GUEST ESSAY: Cyber insurance 101 — for any business operating in today’s digital environment

By Cynthia Lopez Olson

Cyberattacks are becoming more prevalent, and their effects are becoming more disastrous. To help mitigate the risk of financial losses, more companies are turning to cyber insurance.

Related: Bots attack business logic

Cyber insurance, like other forms of business insurance, is a way for companies to transfer some of numerous potential liability hits associated specifically with IT infrastructure and IT activities.

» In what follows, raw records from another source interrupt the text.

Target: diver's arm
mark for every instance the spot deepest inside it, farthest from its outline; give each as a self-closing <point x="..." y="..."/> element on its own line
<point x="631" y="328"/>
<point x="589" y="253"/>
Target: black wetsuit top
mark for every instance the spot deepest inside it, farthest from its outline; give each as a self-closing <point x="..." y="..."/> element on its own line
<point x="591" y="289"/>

These risks are normally not covered by a general liability policy, which includes coverage only for injuries and property damage. In general, cyber insurance covers things like:

•Legal fees and expenses to deal with a cybersecurity incident

•Regular security audit

•Post-attack public relations

•Breach notifications

•Credit monitoring

•Expenses involved in investigating the attack

•Bounties for cyber criminals

In short, cyber insurance covers many of the expenses that you’d typically face in the wake of cybersecurity event.

Cyber coverage drivers

According to the World Economic Forum’s Global Risks Landscape for 2018, extreme weather events, natural disasters, and cyberattacks are the risks that you are most likely to face, with a likelihood score of 4.40, 4.17, and 4.01; respectively. In other words, you are just about as likely to suffer from a security or data breach as you are to experience a hurricane or earthquake.

Lopez Olson

What’s more, cyberattacks are one of the risks that can cripple your business the most. Depending on the type of cyberattack your company falls victim to, the losses can be substantial. For instance, more than 20,000 business email compromise incidents were reported to the FBI in 2018. All of these cost victims around $1.3 billion. Meanwhile, credential-stuffing attacks have a potential cost of at least $5 billion a year, while ransomware can set companies back around $8 billion.

Coverage types

“Put simply, cyber insurance covers financial losses that stem from a data breach, hacking, and other cybersecurity events,” explains Sidd Gavirneni, CEO and Co-Founder at Zeguro. “Some coverage is inherently added to any cyber insurance policy. If you need to add more coverage for something that you or your business needs, you can add it à la carte.”

First-party coverage, for instance, is a  type of coverage that will pay for the direct costs associated with a cybersecurity event, such as expenses associated with informing your customers that you were hacked.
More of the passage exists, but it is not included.